Von der Mosel an den Rhein

Die Gesamtstrecke des Saar-Hunsrück-Steigs könnte auf eine Länge von 300 Kilometern wachsen. Voraussetzung dafür ist, dass die Etappen Perl/Orscholz und Idar-Oberstein/St. Goar neu hinzukommen.

Merzig/Trier. Der Saar-Hunsrück-Steig, der auf 180 Kilometern Wanderstrecke die Saarschleife mit Idar-Oberstein verbindet, könnte deutlich ausgebaut werden. Es gibt Pläne, den Fernwanderweg auf saarländischer und auf rheinland-pfälzischer Seite zu verlängern, erläuterten Achim Laub vom Projektbüro des Saar-Hunsrück-Steiges in Losheim und Peter Klein, Geschäftsführer der Dreiländereck-Touristik GmbH im Landkreis Merzig-Wadern.

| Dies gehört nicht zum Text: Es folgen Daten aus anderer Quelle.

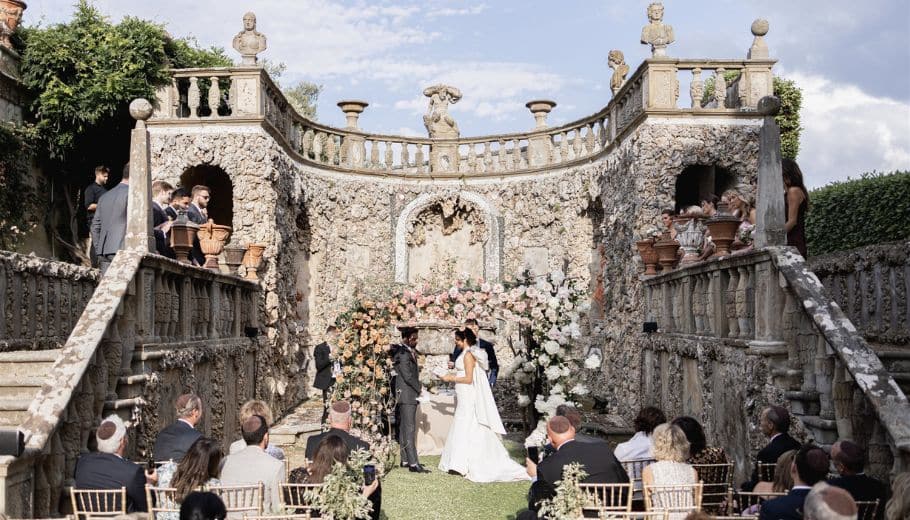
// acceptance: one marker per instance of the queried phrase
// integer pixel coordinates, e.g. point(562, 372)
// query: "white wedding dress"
point(473, 447)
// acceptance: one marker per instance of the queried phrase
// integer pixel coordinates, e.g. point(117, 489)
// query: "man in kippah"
point(174, 441)
point(107, 469)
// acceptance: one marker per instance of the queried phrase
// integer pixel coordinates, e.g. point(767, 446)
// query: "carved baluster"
point(192, 97)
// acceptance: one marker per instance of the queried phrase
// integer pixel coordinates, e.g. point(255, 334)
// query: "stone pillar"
point(770, 217)
point(139, 235)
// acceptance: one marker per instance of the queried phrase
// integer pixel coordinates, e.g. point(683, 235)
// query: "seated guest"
point(825, 502)
point(699, 452)
point(253, 465)
point(671, 449)
point(202, 506)
point(340, 421)
point(596, 459)
point(107, 469)
point(249, 409)
point(173, 441)
point(849, 460)
point(199, 467)
point(774, 423)
point(809, 467)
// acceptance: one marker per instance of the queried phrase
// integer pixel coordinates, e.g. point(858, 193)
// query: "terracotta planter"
point(233, 257)
point(252, 259)
point(183, 234)
point(648, 255)
point(666, 249)
point(211, 239)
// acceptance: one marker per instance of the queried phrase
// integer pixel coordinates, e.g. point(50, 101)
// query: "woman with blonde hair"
point(671, 449)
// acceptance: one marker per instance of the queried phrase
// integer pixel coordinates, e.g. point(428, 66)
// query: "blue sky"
point(852, 59)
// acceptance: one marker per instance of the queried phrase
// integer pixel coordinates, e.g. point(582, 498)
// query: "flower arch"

Im Saarland ist dabei an eine Etappe vom bisherigen Start-/Zielpunkt am Aussichtspunkt Cloef über der Saarschleife bis nach Perl gedacht. Laut Klein kann der Weg künftig in Perl beginnen, werde dann zunächst über die Mosel hinweg ins luxemburgische Schengen und von dort in den französischen Nachbarort Contz-les-Bains führen. Von dort aus könnte die Route wieder auf die andere Moselseite nach Sierck-les-Bains führen und dann immer an der deutsch-lothringischen "grünen Grenze" entlang. Dabei könnte der Weg des Wanderers auch das rekonstruierte Schloss Malbrouck beim Ort Manderen passieren. Von dort aus würde die Wanderstrecke in Richtung Eft/Hellendorf wieder auf deutsches Terrain führen und dann möglichst an der Römischen Villa Borg vorbei in Richtung Orscholz/Cloef verlaufen. Klein sagte, die Ausbaupläne seien in den entsprechenden Gremien in der Obermosel-Gemeinde auf positive Resonanz gestoßen. Auch der Perler Bürgermeister Bruno Schmitt mache sich für die neue Etappe stark.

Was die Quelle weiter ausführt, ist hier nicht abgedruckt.